A Simple Policy That Works
- Use MFA on important accounts.
- Keep at least two recovery paths for critical accounts.
- Generate backup codes where supported and store them offline.
- Use a second protected admin account for business platforms.
- Review recovery settings after phone changes, staff changes, and vendor changes.
- Keep recovery documentation out of the account it is meant to recover.
Need help setting this up without weakening your security? Schedule with The IT Guys for practical account recovery and small-business MFA support.
Related Reading
- Stop Sharing Passwords by Text and Use a Shared Vault Instead
- Set Devices To Lock Automatically Before You Step Away
- Check Cloud File Sharing Links Before They Spread Too Far
Sources
- Google Account Help: Sign in with backup codes
- Google Account Help: Fix common issues with 2-Step Verification
- Microsoft Support: Manage Microsoft account security info and verification codes
- Apple Support: Set up an account recovery contact
- Apple Support: Set up a recovery key for your Apple Account
FAQ
Should I turn off multi-factor authentication so I do not get locked out?
No.
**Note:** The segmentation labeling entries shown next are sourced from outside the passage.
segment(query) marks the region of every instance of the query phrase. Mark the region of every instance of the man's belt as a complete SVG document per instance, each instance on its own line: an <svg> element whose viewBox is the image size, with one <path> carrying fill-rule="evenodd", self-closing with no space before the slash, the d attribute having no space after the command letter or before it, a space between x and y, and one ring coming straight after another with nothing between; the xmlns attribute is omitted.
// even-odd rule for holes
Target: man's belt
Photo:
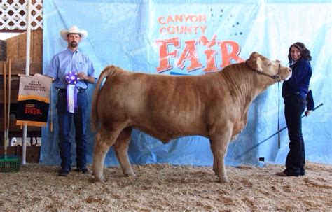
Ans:
<svg viewBox="0 0 332 212"><path fill-rule="evenodd" d="M83 89L83 88L78 88L78 92L83 93L83 92L85 92L86 89ZM62 89L62 88L58 88L57 91L60 92L67 92L67 89Z"/></svg>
The better answer is to keep MFA on and create a recovery plan. Turning MFA off makes account takeover easier.
Where should I store backup codes?
Use an offline, protected location such as a locked file cabinet, safe, or sealed business emergency-access folder. Do not store your only copy inside the account those codes are meant to recover.
Is an Apple recovery key a good idea?
It can be, but only if you will store it carefully. Apple says a recovery key turns off its standard account recovery process, so losing the key can make the account permanently unrecoverable in some situations.